Neuss-Grevenbroicher Zeitung Neuss
SPD sucht die Super-vorsitzenden
Die Stichwahl hat begonnen. Welches Team hat die besseren Karten?
BERLIN Seit dem Sommer beschäftigt sich die SPD nun schon damit, eine Nachfolge für Ex-parteichefin Andrea Nahles zu finden, die ihr Amt entnervt hinschmiss. Jetzt hat die finale Runde im Mammutprozess begonnen: Seit Dienstag können die knapp 430.000 Mitglieder abstimmen, ob die künftige Doppelspitze aus Finanzminister Olaf Scholz und der Brandenburgerin Klara Geywitz bestehen soll oder aus Ex-nrw-finanzminister Norbert Walter-borjans und der Baden-württembergerin Saskia Esken.
Fest steht: Der innerparteiliche Wettkampf hat zuletzt an Schärfe gewonnen, nachdem wochenlang bei 23 Regionalkonferenzen wenige Auseinandersetzungen zwischen den damals noch sieben Teams zu beobachten waren. Bei mehreren live übertragenen Duellen erlebten die Zuschauer Wortgefechte zwischen den beiden Finalistenduos etwa zum Klimaschutz oder zur Finanzpolitik. Für die künftigen Parteivorsitzenden folgt aus der auch zwischen Mitgliedern und Funktionären angeheizten Debatte die Schwierigkeit, die SPD wieder zu einen und hinter sich zu sammeln, wenn sie nach dem Parteitag Anfang Dezember ihr Amt antreten.
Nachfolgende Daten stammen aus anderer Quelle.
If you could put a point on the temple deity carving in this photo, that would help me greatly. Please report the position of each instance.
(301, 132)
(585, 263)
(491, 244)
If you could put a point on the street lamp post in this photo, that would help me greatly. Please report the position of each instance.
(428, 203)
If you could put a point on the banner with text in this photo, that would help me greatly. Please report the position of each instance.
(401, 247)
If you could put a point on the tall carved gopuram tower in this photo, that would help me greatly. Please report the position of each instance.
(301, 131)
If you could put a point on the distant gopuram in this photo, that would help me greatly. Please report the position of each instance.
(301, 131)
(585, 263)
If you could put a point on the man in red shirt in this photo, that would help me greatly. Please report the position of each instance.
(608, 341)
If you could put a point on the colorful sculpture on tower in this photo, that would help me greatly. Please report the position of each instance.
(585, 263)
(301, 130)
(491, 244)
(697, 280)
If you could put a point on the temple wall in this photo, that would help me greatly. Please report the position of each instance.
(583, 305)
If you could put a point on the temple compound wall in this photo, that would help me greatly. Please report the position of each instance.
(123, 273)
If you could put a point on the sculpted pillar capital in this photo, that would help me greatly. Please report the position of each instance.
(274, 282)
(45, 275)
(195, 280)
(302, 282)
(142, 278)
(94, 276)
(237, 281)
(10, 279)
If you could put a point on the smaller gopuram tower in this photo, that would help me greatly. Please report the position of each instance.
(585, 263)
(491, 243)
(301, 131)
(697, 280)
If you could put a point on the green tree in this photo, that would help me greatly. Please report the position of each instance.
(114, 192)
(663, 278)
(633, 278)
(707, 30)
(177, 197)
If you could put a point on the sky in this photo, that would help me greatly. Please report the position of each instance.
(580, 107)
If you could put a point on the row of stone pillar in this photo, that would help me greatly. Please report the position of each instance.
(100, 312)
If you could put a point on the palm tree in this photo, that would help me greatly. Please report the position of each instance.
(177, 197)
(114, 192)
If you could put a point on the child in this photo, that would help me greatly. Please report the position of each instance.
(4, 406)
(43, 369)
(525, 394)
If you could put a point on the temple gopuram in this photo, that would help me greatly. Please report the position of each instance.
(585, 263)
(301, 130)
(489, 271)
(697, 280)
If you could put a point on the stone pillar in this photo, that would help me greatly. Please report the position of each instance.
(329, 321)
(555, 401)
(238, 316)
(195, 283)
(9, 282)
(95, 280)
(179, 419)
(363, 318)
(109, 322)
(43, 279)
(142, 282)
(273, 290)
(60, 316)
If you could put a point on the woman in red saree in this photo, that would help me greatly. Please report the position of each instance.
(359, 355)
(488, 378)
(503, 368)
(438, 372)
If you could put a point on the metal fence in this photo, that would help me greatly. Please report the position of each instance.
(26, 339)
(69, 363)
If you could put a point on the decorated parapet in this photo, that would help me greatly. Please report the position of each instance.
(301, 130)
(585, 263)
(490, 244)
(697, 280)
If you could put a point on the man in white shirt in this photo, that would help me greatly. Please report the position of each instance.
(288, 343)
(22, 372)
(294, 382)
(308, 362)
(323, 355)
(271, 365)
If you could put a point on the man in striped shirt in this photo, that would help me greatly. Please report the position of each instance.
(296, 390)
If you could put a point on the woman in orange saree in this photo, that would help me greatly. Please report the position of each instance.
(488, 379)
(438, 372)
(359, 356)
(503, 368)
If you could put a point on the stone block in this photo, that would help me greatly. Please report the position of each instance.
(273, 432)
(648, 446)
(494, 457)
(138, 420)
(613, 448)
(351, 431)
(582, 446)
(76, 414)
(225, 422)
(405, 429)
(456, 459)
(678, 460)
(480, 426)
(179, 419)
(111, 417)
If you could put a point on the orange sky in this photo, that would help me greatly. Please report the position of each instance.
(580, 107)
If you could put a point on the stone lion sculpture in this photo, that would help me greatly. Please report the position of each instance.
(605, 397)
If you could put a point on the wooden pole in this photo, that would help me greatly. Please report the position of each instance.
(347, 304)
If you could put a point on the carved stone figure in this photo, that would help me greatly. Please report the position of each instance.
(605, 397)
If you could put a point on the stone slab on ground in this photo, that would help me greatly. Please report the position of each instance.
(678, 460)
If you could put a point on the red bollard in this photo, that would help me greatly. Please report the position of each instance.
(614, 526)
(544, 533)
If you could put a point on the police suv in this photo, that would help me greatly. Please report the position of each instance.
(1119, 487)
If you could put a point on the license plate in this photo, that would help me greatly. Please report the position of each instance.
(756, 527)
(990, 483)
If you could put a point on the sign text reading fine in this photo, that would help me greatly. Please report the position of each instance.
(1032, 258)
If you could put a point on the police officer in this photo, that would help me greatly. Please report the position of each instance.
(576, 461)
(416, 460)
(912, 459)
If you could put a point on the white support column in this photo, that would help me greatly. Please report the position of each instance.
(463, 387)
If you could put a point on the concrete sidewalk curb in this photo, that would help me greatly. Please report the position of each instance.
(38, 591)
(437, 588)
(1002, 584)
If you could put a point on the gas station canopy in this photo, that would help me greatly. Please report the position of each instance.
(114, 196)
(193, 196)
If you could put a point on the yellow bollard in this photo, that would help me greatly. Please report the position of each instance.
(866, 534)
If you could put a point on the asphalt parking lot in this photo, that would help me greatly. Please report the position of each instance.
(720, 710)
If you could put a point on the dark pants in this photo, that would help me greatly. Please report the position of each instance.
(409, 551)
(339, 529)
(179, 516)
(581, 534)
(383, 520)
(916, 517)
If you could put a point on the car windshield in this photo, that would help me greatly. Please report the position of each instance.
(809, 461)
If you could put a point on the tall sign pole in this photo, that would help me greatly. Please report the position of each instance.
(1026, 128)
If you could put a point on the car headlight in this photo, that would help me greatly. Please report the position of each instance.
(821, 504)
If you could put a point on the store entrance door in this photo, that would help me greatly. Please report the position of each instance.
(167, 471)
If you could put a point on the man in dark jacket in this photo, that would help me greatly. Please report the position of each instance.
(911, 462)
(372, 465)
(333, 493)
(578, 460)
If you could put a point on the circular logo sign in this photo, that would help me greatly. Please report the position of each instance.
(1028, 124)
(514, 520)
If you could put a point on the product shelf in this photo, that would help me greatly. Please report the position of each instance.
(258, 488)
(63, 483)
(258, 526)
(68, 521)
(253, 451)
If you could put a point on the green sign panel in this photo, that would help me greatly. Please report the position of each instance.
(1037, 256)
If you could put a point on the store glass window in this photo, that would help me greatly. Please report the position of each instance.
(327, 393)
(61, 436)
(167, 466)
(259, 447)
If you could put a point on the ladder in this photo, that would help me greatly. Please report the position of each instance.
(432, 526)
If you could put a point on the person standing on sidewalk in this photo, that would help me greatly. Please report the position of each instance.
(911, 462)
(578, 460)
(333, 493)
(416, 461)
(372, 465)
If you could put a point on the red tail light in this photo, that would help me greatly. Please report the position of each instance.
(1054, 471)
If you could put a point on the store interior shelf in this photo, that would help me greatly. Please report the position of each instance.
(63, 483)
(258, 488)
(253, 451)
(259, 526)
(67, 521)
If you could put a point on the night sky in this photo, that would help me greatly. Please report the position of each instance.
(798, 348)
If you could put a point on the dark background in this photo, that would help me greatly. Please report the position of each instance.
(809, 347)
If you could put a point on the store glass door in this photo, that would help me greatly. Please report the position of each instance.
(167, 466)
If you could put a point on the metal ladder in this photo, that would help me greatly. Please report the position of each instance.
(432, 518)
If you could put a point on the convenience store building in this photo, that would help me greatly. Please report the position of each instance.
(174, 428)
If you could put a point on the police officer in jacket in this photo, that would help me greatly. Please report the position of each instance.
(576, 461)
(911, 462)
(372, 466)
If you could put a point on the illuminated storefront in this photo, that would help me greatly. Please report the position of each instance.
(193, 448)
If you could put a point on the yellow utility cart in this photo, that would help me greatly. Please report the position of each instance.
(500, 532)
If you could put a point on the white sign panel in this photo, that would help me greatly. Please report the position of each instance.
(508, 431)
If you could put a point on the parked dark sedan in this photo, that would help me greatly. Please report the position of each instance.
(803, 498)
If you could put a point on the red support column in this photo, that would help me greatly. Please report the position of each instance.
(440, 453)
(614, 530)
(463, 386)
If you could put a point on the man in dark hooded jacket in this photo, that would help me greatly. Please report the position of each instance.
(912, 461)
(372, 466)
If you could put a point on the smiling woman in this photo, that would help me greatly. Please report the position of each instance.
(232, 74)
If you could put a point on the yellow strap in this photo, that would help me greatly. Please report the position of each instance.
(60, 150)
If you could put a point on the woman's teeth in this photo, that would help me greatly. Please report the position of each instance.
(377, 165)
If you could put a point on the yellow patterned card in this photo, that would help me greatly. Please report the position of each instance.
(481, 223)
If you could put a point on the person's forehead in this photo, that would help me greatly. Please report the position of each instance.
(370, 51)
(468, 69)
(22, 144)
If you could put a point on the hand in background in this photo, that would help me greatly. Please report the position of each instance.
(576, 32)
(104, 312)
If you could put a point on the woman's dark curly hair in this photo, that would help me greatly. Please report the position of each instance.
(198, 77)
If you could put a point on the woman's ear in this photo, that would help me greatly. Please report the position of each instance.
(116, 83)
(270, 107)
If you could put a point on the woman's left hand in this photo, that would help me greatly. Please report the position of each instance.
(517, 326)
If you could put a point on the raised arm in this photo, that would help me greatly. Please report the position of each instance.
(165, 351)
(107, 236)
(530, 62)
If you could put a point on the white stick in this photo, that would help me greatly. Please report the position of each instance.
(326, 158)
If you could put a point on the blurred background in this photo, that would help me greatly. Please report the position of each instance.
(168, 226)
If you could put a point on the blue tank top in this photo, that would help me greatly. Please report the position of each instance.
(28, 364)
Welches Team in der Stichwahl die besseren Chancen hat, wird vor allem von der Mobilisierungskraft abhängen. Zumal beim ersten Votum vor wenigen Wochen nur etwas mehr als die Hälfte der Mitglieder abstimmte. Das Team Walter-borjans und Esken wird vom Bundesvorstand der Jusos unterstützt, an der Spitze wirbt Kevin Kühnert offensiv für die beiden. Er hat nun angekündigt, für den Bundesvorstand der Partei zu kandidieren, und hat das Amt des Generalsekretärs für sich ausgeschlossen – immer wieder wurde ihm ein entsprechender Deal mit den Kandidaten nachgesagt, den beide Seiten dementierten. Insbesondere für die Kritiker der Koalition, die allein deswegen nicht für Olaf Scholz stimmen wollen, bleibt das Team damit glaubwürdig. Scholz und Geywitz wiederum werden vor allem jene Genossen für sich gewinnen, die der Koalition weiterhin eine Chance geben wollen und insbesondere in Scholz einen geeigneten Kanzlerkandidaten sehen. Das Team wird von vielen Spitzengenossen, Abgeordneten und mehreren Bundesministern unterstützt – das könnte an der Basis strukturelle Vorteile bringen.
Ob das aber wirklich hilft oder in einer kriselnden und nach Veränderung lechzenden Partei nicht sogar das Gegenteil bewirkt, wird sich mit dem Ergebnis der Stichwahl am 30. November zeigen.